The task force supported the Health Department’s request to the legislature to make five temporary air-monitoring and leak-detection jobs permanent, and the agency’s recommendation to create a health complaint and information line. It also encouraged the agency to seek funding for a mobile air quality monitoring unit and associated staffing, and funding for a human health risk assessment.
But it rejected a recommendation for a review of fracking studies related to public health, and if needed a suspension of drilling and fracking while a comprehensive study is done to determine if they’re safe.
It also turned down recommendations to require earlier disclosure of chemicals used in fracking than is now mandated in Colorado, and to remove trade secret exemptions to disclosure. Likewise, it rejected a recommendation to change COGCC rules to acknowledge and require companies to follow local land-use rules that might be stricter than COGCC rules.
It did call for convening a working group to look at ways of reducing truck traffic related to oil and gas development, for creating an oil and gas information clearinghouse, and for passing legislation making the state’s new rules targeting methane emissions permanent, among other recommendations.
Jim Ramey, executive director of Citizens for a Healthy Community in the North Fork Valley, said the task force failed to address the issues that resulted in its creation — “increased setbacks between drilling locations and homes and schools, as well as increased local government control over oil and gas operations.

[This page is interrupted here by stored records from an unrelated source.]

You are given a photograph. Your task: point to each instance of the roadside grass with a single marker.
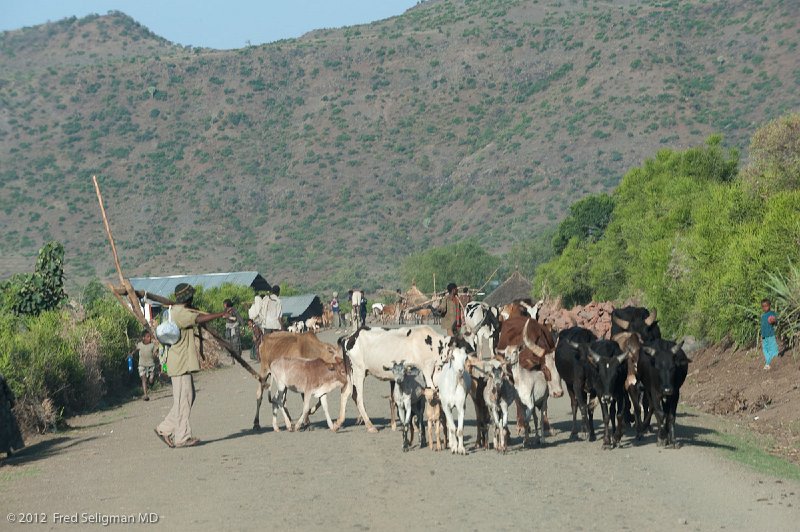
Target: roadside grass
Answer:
(744, 446)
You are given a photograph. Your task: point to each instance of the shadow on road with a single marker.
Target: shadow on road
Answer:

“Once again, we saw the oil and gas industry oppose common-sense safeguards and improvements to Colorado’s rules and laws. The heavy-handed approach by the oil and gas industry in Colorado just doesn’t work. People won’t stand for it, and I expect they’ll carry protective solutions to the ballot box in 2016.”
Said Leslie Robinson, chair of the Grand Valley Citizens Alliance in Garfield County, “If the task force process did anything, it has energized like-minded people and organizations across the state to realize they have common objectives. From Rifle to Greeley, we have strengthened our resolve to work collectively with the governor and the Colorado oil and gas commission for comprehensive, statewide regulations that will better protect our families, communities, and water resources.”
Meanwhile, the group Protect Colorado, an issue committee that also goes by the name Protecting Colorado’s Environment, Economy, and Energy Independence, said Food and Water Watch and its new “front group, Coloradans Against Fracking,” showed they never intended to give the task force a chance to work, announcing their ballot measure Tuesday before the task force even made its recommendations.
“Their only goal was — and still is — to ban fracking in Colorado, regardless of the devastating economic impacts and the threat to personal property rights,” Protect Colorado said.